Automating answering of questions with no answers - by wrapping simulations in semantics

What do you think of that title? :) To me it sounds like one of the (many) natural next steps forward for Bioclipse sometime in future1.

Explicit knowledge is too expensive

There are lots of things that can't be answered by a computer from data alone. Maybe the majority of what we humans perceive as knowledge is inferred from a combination of data (simple fact statements about reality) and rules that tell how facts can be combined together to allow making implicit knowledge (knowledge that is not persisted as facts anywhere, but has to be inferred from other facts and rules) become explicit.

One can easily imagine though, that storing every single piece of knowledge that could be stated, as an explicit fact, would require more storage than can probably ever be made available in this universe.
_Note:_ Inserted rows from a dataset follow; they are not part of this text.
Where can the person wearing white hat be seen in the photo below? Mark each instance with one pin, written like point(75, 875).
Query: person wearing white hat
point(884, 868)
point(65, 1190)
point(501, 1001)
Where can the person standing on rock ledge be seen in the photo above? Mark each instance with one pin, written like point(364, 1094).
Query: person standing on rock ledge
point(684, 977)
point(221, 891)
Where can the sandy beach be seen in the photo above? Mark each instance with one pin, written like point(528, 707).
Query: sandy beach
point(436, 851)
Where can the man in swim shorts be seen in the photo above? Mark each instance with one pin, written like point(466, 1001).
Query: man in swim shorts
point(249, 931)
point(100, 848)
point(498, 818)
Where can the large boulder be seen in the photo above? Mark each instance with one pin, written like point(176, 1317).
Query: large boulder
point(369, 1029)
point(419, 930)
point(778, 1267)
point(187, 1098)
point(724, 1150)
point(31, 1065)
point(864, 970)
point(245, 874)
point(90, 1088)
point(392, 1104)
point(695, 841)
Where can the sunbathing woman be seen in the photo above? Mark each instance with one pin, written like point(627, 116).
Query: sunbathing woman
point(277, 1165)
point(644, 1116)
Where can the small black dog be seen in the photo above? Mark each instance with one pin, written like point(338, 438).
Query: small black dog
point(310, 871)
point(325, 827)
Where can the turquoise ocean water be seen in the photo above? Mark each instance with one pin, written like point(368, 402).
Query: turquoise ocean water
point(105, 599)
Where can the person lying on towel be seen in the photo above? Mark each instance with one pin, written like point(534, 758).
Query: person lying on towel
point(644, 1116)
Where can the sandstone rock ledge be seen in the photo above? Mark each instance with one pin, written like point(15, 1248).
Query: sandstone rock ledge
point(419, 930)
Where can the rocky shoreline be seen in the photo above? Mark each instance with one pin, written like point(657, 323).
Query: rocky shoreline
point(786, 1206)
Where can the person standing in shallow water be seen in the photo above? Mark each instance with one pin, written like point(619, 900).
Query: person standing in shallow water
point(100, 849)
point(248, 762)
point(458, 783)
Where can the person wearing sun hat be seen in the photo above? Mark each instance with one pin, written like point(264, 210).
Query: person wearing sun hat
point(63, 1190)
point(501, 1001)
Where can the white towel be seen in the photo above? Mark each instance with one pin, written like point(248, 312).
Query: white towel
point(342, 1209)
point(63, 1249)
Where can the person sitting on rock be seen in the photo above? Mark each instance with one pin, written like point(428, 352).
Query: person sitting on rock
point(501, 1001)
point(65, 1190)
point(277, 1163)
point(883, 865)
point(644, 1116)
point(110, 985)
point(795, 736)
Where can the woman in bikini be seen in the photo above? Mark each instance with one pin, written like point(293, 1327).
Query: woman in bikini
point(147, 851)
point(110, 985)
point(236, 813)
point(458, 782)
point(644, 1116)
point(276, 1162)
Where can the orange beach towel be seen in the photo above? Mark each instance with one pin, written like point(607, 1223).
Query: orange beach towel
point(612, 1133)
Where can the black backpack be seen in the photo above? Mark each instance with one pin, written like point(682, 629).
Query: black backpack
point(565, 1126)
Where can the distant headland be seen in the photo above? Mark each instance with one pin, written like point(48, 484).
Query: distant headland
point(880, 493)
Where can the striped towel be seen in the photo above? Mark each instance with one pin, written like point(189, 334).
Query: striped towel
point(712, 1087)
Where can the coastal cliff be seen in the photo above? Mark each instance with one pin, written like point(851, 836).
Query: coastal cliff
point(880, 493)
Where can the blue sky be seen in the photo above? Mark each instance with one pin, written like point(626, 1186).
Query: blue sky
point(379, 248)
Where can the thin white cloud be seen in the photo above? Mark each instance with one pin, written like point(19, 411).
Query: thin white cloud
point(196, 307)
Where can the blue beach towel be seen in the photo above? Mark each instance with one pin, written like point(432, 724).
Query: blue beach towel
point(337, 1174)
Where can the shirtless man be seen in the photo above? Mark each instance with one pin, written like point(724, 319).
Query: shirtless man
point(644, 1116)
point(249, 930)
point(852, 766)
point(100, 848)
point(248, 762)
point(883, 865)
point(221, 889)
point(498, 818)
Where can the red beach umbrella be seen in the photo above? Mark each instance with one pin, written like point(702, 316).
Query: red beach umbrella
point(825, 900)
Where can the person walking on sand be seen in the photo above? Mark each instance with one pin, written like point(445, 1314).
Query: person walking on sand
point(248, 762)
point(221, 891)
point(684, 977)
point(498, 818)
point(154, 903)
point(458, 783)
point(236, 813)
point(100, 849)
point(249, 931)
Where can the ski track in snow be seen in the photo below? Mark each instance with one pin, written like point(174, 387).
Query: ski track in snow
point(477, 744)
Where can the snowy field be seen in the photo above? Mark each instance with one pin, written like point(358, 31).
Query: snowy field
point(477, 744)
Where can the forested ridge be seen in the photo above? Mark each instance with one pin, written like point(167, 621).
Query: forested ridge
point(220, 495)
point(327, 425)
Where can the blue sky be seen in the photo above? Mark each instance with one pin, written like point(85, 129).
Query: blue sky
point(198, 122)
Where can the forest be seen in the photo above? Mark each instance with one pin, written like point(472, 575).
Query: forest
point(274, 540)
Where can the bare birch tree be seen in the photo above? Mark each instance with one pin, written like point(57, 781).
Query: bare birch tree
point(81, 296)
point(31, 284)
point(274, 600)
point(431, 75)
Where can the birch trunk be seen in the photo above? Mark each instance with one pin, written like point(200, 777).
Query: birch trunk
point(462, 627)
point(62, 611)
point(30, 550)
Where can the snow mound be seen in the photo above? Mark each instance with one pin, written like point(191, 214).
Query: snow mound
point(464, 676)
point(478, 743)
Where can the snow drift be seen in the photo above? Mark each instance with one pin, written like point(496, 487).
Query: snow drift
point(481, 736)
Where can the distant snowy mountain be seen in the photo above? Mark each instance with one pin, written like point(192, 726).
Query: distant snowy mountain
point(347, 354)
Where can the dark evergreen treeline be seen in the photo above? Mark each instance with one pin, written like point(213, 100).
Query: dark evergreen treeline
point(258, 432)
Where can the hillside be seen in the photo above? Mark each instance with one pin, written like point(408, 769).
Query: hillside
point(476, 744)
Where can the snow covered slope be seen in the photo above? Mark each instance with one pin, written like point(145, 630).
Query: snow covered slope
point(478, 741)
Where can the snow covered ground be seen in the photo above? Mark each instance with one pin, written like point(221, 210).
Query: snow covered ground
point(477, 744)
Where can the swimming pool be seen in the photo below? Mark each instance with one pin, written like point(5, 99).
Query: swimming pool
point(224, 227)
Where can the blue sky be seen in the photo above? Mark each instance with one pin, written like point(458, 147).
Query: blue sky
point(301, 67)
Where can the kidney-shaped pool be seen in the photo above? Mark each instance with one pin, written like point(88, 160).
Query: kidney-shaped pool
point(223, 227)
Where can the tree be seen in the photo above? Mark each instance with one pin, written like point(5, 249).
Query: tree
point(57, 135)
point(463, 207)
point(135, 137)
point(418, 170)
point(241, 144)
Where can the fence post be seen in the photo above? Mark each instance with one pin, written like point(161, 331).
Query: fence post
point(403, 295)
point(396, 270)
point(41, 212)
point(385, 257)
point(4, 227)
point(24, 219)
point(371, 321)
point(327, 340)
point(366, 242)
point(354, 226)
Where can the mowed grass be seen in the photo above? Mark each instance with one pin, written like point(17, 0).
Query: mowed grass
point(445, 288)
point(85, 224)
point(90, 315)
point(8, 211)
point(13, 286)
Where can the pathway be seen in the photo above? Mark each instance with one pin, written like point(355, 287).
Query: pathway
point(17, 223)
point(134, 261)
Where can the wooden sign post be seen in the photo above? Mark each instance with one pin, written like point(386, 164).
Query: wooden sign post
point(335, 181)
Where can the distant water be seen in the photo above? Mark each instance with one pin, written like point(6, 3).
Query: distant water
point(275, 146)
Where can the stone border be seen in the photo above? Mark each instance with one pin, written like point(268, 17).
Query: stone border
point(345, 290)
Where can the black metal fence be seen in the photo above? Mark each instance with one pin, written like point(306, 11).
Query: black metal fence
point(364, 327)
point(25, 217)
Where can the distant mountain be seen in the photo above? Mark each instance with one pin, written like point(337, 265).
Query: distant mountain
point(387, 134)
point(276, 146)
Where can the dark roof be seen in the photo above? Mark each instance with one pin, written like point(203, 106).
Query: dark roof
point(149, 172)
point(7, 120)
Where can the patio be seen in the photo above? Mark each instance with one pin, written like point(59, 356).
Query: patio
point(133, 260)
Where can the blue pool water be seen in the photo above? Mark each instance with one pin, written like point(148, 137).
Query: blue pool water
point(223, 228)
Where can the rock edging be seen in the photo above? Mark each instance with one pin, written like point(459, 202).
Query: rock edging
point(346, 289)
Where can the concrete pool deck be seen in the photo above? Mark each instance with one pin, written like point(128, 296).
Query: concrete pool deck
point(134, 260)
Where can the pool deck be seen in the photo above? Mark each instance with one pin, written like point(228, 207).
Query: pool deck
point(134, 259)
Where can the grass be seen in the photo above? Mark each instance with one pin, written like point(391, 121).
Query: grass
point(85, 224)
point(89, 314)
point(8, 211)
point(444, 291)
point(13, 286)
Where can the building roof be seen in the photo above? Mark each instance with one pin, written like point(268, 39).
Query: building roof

Simulations can make knowledge explicit, from first princples

It is not too hard to come up with some processes which are just too complex and involves too much variability2 that it is unrealistic to try to capture every imaginable state of of that system or process in explicit facts. Instead we must seek the "first principles" that defines the process, and through simulations make explicit any knowledge we are looking for, at the time we need it (one can of course cache often accessed knowledge).

So; Simulations can (temporarily ) make explicit, the knowledge we are looking for, but which does not exist in explicit form.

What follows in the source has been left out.